The problem is the way we’re targeted as consumers. We’ve been groomed to accept that paying twenty dollars for a pair of jeans is normal, a steal even. If you think about the cost of materials, production, and payment to labourers both at the production and retail points, how can this be so? The answer is simple: it can’t – at least, not without exploitation on all levels of production, at the expense of labourers.
This leads to the next issue of sustainable and ethical fashion: the price. I’ve consistently found the constraints of availability and price to be the most problematic aspects when trying to find ethically-sourced fashion. While one of my favourite designers, Stella McCartney, has managed to champion animal-friendly clothing, her designs are completely unattainable to the average student. Aside from high end fashion houses with luxury production shops in France and Italy, where does labour-friendly fashion come from, and more importantly, how can we access it?
While being an ethically-minded consumer with a limited budget is certainly a challenge, it is not impossible. There are many ways to find quality and socially-conscious clothing.
Vintage and thrift stores are incredible; buying pre-loved is always the best option. Not only does it prevent clothes from being thrown out as waste, but it can also be a goldmine for fashion finds that would otherwise be inaccessible. I’ve found amazing clothes at thrift stores, including denim jackets made in Italy, cozy knits made in Britain, and my personal favourite, a vintage Nina Ricci bag. High quality brands of jackets and coats can also filter through thrift stores, an important concern for all of us as winter approaches.
Another important tip is to check labels. Within massive corporations, stores can have a wide range of outsourced labour from all over the world in the same retail location. While some sweaters are handmade in British shops, others may be made in horrendous sweatshop conditions in Bangladesh. Checking labels for where the item was made is important as it can assist in distinguishing fair-paid and quality pieces from exploitation. This does not mean that well-made fashion only comes from the Western world, but in a corporate-dominated capitalist society, the exploitation of developing nations is embedded in many major retailers’ clothing.
Other large stores that sell a variety of brands can be fantastic for ethical finds. For example, I’ve found plenty of American-made designer denim at Winners – always at a quarter of the original retail price. Additionally, there are many adorable small shops and specialty online stores that cater to selling locally produced, vegan, or fair trade products (sometimes all three).
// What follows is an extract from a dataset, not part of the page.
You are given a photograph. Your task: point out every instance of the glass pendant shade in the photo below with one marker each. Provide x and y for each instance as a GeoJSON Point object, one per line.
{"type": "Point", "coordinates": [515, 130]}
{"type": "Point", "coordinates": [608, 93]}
Online tools like The Guardian’s ethical fashion directory, the Ethical Consumer website, and the Ethical Fashion Forum help provide resources and in-depth information about ethics in corporations and socially-conscious alternatives. These sites reinforce the idea that you are making a choice every time you purchase an item of clothing, or in other terms, voting with your dollar.
The easiest way to create a formula for ethical shopping is by following the words of legendary designer Vivienne Westwood, “buy less, choose well, make it last.”